Rather than focusing on the differences, maybe we can start listing
places where we can be the same.
For instance, I think all the GUI environments we've been talking about
support two main types of menus: window menus (the kind that drop down
from a bar just under the window title bar) and context menus (the kind
that pop up when you perform a platform-specific type of mouse click on
an object).
While we may depict a folder/directory differently, the context menu
operations to be performed on one should be fairly consistent (i.e.,
add, remove, update all, commit all, ... for a folder/directory).
Similarly, most of the options off of the window menus should be
similar. There are still likely to be platform-dependent options in both
types of menus, but we can probably get 80% consistency. After all, the
goal behind uniform GUIs should be transferable knowledge (if I know GUI
A, I can figure out GUI B quickly) vs. absolute identical functionality.
Thoughts?
> I'd say that there shouldn't be a need for a menu with "SVN commands".

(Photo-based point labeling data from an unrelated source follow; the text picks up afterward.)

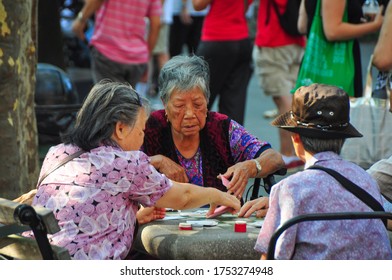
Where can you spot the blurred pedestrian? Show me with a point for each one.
(120, 49)
(226, 46)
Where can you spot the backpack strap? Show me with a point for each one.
(275, 7)
(360, 193)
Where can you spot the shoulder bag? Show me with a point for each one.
(354, 189)
(371, 116)
(326, 62)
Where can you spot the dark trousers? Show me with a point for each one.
(184, 34)
(230, 65)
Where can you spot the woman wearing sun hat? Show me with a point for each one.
(319, 120)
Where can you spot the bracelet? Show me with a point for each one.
(80, 17)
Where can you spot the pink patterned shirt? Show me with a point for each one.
(120, 29)
(315, 191)
(95, 198)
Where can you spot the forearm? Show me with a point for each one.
(188, 196)
(337, 30)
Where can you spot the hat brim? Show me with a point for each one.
(285, 121)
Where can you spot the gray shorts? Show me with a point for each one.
(277, 68)
(104, 68)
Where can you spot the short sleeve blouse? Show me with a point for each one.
(95, 198)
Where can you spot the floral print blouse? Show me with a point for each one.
(95, 198)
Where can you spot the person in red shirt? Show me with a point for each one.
(277, 57)
(226, 46)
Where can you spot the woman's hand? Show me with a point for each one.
(238, 174)
(223, 198)
(171, 169)
(148, 214)
(259, 205)
(78, 27)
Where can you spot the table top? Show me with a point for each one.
(164, 240)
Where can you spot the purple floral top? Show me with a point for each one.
(243, 146)
(95, 198)
(315, 191)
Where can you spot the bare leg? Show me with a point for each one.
(283, 103)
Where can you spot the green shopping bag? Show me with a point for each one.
(326, 62)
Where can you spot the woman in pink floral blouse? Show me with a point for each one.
(95, 197)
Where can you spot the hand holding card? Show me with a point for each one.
(219, 211)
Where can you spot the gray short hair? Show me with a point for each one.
(106, 104)
(184, 73)
(317, 145)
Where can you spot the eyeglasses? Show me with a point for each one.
(137, 101)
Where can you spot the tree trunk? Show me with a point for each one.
(18, 131)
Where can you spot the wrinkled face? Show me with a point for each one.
(187, 111)
(134, 136)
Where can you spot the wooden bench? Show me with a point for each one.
(16, 218)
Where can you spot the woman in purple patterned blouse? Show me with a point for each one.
(95, 197)
(190, 144)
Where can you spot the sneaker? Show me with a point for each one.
(271, 114)
(293, 163)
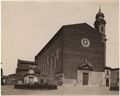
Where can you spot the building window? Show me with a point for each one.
(55, 63)
(107, 72)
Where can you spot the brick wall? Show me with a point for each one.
(74, 53)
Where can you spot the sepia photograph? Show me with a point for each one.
(58, 47)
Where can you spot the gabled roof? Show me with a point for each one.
(84, 27)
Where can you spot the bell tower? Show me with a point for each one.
(100, 23)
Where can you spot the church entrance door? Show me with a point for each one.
(107, 82)
(85, 78)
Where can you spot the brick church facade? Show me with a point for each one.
(76, 54)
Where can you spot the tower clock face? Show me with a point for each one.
(85, 42)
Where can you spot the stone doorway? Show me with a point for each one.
(85, 78)
(107, 82)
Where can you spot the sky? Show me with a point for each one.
(27, 26)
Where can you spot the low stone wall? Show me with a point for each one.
(94, 79)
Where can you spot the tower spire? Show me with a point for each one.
(99, 8)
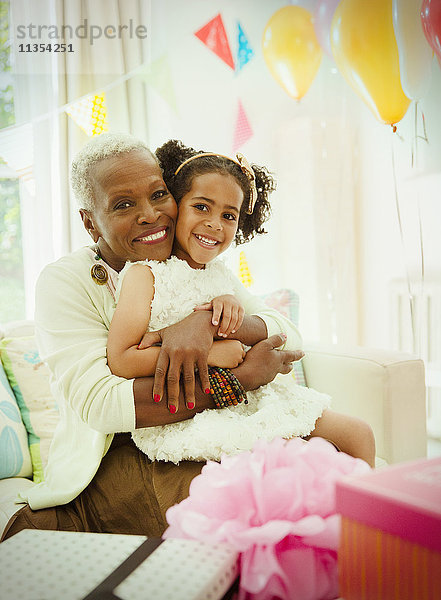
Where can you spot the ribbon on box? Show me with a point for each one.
(104, 590)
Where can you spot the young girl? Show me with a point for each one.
(220, 200)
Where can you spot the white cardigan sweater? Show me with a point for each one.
(72, 318)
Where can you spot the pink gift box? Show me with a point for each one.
(391, 533)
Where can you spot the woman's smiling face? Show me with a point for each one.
(134, 214)
(208, 218)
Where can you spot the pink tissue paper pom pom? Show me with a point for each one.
(275, 506)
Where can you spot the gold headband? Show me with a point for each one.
(245, 167)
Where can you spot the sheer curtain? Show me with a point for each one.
(45, 82)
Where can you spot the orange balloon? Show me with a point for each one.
(366, 53)
(291, 50)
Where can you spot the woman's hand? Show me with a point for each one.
(227, 311)
(227, 354)
(264, 361)
(184, 349)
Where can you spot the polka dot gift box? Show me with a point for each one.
(62, 565)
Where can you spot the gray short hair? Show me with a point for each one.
(95, 150)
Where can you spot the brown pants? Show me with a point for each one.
(129, 494)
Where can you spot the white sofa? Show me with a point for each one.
(386, 389)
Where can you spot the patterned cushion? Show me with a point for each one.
(29, 379)
(287, 302)
(15, 460)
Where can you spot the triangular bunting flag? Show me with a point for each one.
(214, 36)
(243, 131)
(244, 51)
(244, 271)
(158, 75)
(17, 150)
(90, 114)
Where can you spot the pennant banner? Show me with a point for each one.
(243, 131)
(244, 51)
(244, 271)
(90, 114)
(158, 74)
(214, 36)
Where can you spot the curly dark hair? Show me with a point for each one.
(173, 153)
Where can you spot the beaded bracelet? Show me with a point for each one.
(225, 388)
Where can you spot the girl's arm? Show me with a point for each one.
(129, 323)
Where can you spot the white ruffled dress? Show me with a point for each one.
(279, 409)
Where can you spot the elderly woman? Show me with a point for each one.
(96, 479)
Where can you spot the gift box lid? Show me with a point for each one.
(91, 566)
(403, 500)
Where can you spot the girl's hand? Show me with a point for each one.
(227, 354)
(227, 311)
(264, 361)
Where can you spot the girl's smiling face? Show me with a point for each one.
(207, 219)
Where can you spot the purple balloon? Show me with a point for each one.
(324, 11)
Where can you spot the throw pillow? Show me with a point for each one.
(15, 460)
(29, 379)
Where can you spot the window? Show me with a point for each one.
(12, 297)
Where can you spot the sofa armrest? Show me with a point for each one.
(386, 389)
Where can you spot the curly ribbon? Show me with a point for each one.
(406, 266)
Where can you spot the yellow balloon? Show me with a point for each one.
(366, 53)
(291, 50)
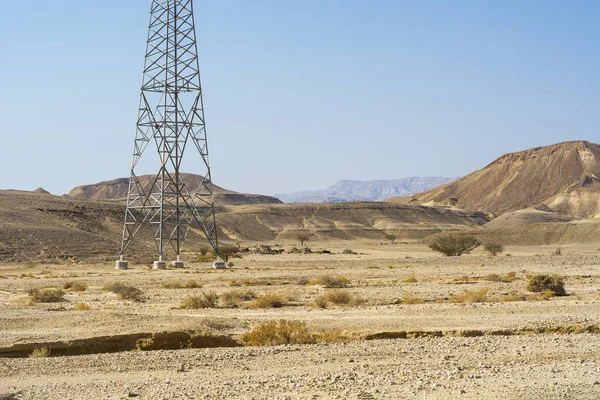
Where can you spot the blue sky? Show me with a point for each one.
(301, 94)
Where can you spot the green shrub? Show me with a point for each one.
(236, 298)
(228, 251)
(40, 352)
(336, 282)
(269, 300)
(191, 284)
(47, 295)
(339, 297)
(204, 300)
(543, 283)
(76, 286)
(125, 292)
(470, 296)
(494, 248)
(454, 245)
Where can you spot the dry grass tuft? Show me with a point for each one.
(125, 292)
(470, 296)
(275, 333)
(409, 298)
(269, 300)
(47, 295)
(236, 298)
(76, 286)
(339, 297)
(41, 352)
(204, 300)
(82, 307)
(550, 285)
(513, 297)
(191, 284)
(23, 302)
(337, 282)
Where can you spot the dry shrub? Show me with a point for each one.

> There's a GUI and the "commands" should be replaced with GUI
operations as
> far as possible. Of course, allowing some commands and a shell prompt
for
> power users is still a feature that could be left in there but I'd
prefer if
> the GUI would not feel like just a fancy layer ontop of the SVN
command line
> commands. I'd want that a GUI-user shouldn't need nor have to know the
SVN
> client commands.
Agreed.
> > Do we want a log window that shows all the server responses? I like
it.
> > But I think I recall someone (was it one of the Greg(g)s?) speaking
out
> > vehemently against it some time ago. My memory might fool me here.
>
> I'm against it. Sure, it can *exist* if you select to enable it and if
you
> wanna do some under-the-surface debugging and see exactly what the
server did
> say. But I think that the GUI should present information and progress
data to
> prevent the need for a "server log".
I envisioned a log window (a.k.a., "transcript", stemming from my
Smalltalk days) mostly showing exactly which files were affected on
recursive and wildcard operations (e.g., update). The transcript would
be toggled on/off, and probably default off, but I think it could be
useful for batch operations.
BTW, I am finally(!) getting some time again and will be helping out
Bill Tutt with svn_com wrappers around the SVN client API, so we can
start rolling more functionality into the UI.